We are now confident that there is a correlation between one’s highest year of school complete and their income. We want to answer our second research question; i.e., how the two variables correlate. Pearson’s correlation coefficient value between one’s highest year of school complete and their income is 0.353. The correlation coefficient in our case is in a positive direction (+ .353). The latter implies that, as the value of the highest year of school completion increases, the amount of one’s income increases. Using the general rule for correlations, we deduce that the correlation between one’s highest year of school complete and their income is a weak one (Wagner, 2012).

Bivariate Regression Results

Table 2; bivariate model summary

Model Summary
Model R R Square Adjusted R Square Std. Error of the Estimate
1 .353a .125 .124 31246.915
a. Predictors: (Constant), HIGHEST YEAR OF SCHOOL COMPLETED
b. Dependent Variable: RESPONDENT INCOME IN CONSTANT DOLLARS

 

Table 3; ANOVA table

ANOVAa
Model Sum of Squares df Mean Square F Sig.
1 Regression 211453220920.304 1 211453220920.304 216.571 .000b
Residual 1485058299653.447 1521 976369690.765    
Total 1696511520573.751 1522      
a. Dependent Variable: RESPONDENT INCOME IN CONSTANT DOLLARS
b. Predictors: (Constant), HIGHEST YEAR OF SCHOOL COMPLETED

 

 

Table 4; bivariate regression coefficient table

Coefficientsa
Model Unstandardized Coefficients Standardized Coefficients t Sig.
B Std. Error Beta
1 (Constant) -21258.539 3876.208   -5.484 .000
HIGHEST YEAR OF SCHOOL COMPLETED 3948.706 268.321 .353 14.716 .000
a.
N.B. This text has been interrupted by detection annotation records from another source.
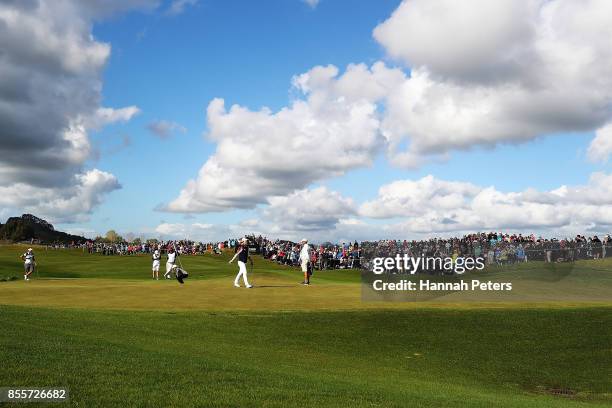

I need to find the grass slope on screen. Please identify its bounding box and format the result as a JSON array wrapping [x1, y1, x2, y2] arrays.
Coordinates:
[[0, 246, 612, 407], [0, 306, 612, 407]]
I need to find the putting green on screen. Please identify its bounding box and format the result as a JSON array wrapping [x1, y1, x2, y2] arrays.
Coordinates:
[[0, 246, 612, 408]]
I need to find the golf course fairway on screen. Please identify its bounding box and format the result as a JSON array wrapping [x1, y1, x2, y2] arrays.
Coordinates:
[[0, 246, 612, 407]]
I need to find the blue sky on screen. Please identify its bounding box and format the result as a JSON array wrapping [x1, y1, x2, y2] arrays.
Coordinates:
[[0, 0, 612, 239], [86, 0, 402, 231]]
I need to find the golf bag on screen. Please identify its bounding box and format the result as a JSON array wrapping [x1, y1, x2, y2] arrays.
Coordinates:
[[174, 267, 189, 283]]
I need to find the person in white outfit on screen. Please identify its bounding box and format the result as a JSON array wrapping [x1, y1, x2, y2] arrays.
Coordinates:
[[164, 248, 178, 279], [21, 248, 36, 280], [152, 249, 161, 280], [300, 238, 311, 285], [229, 238, 253, 288]]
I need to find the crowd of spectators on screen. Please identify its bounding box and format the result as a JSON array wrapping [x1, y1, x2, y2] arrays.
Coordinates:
[[48, 232, 612, 270], [249, 236, 361, 270], [361, 232, 612, 265]]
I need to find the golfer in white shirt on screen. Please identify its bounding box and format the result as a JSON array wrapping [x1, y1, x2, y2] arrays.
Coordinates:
[[164, 248, 177, 279], [21, 248, 36, 280], [152, 249, 161, 280], [300, 238, 310, 285]]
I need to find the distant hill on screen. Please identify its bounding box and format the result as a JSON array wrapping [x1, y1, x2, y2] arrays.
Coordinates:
[[0, 214, 86, 243]]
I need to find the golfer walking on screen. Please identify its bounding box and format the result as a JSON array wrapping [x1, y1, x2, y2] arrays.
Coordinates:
[[164, 247, 178, 279], [152, 248, 161, 280], [300, 238, 311, 285], [229, 238, 253, 288], [21, 248, 36, 280]]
Dependent Variable: RESPONDENT INCOME IN CONSTANT DOLLARS

The p-value (sig) for bivariate regression (Table 3); ρ = .000 < α=0.05 which still confirms that there is a significant association between the two variables. The standardized coefficient value for bivariate regression (Table 4) and the correlation coefficient value produced in Pearson’s correlation (Table 1) are equal; β= 0.353. The coefficient does not change because we used a single predictor for both tests. Therefore, from the standardized coefficient value (β= 0.353) we still deduce the same interpretation that; as the value of the highest year of school completion increases, the value of one’s income increases because the value is positive.

So far we know that; as the value of the highest year of school completion increases, the amount of one’s income increases, but we yet do not understand how it increases. The unstandardized coefficient closes this gap. We are using the unstandardized coefficient, (Table 4) Β= 3948.706. Therefore, we say that whenever ‘highest year of school complete’ increases by one (1) unit, then ‘respondent’s income’ increases by 3948.706 constant dollars. Finally, we can deduce that there is a weak positive association where a one unit increase in highest year of school completion results to the rise in income by $3948.706

 

 

References

Frankfort-Nachmias, C., & Leon-Guerrero, A. (2017). Social statistics for a diverse society. Sage Publications.

Kutner, M. H., Nachtsheim, C. J., Neter, J., & Li, W. (2005). Applied linear statistical models (Vol. 103). Boston: McGraw-Hill Irwin.

Wagner, W. E. (2012). Using IBM® SPSS® statistics for research methods and social science statistics. Sage.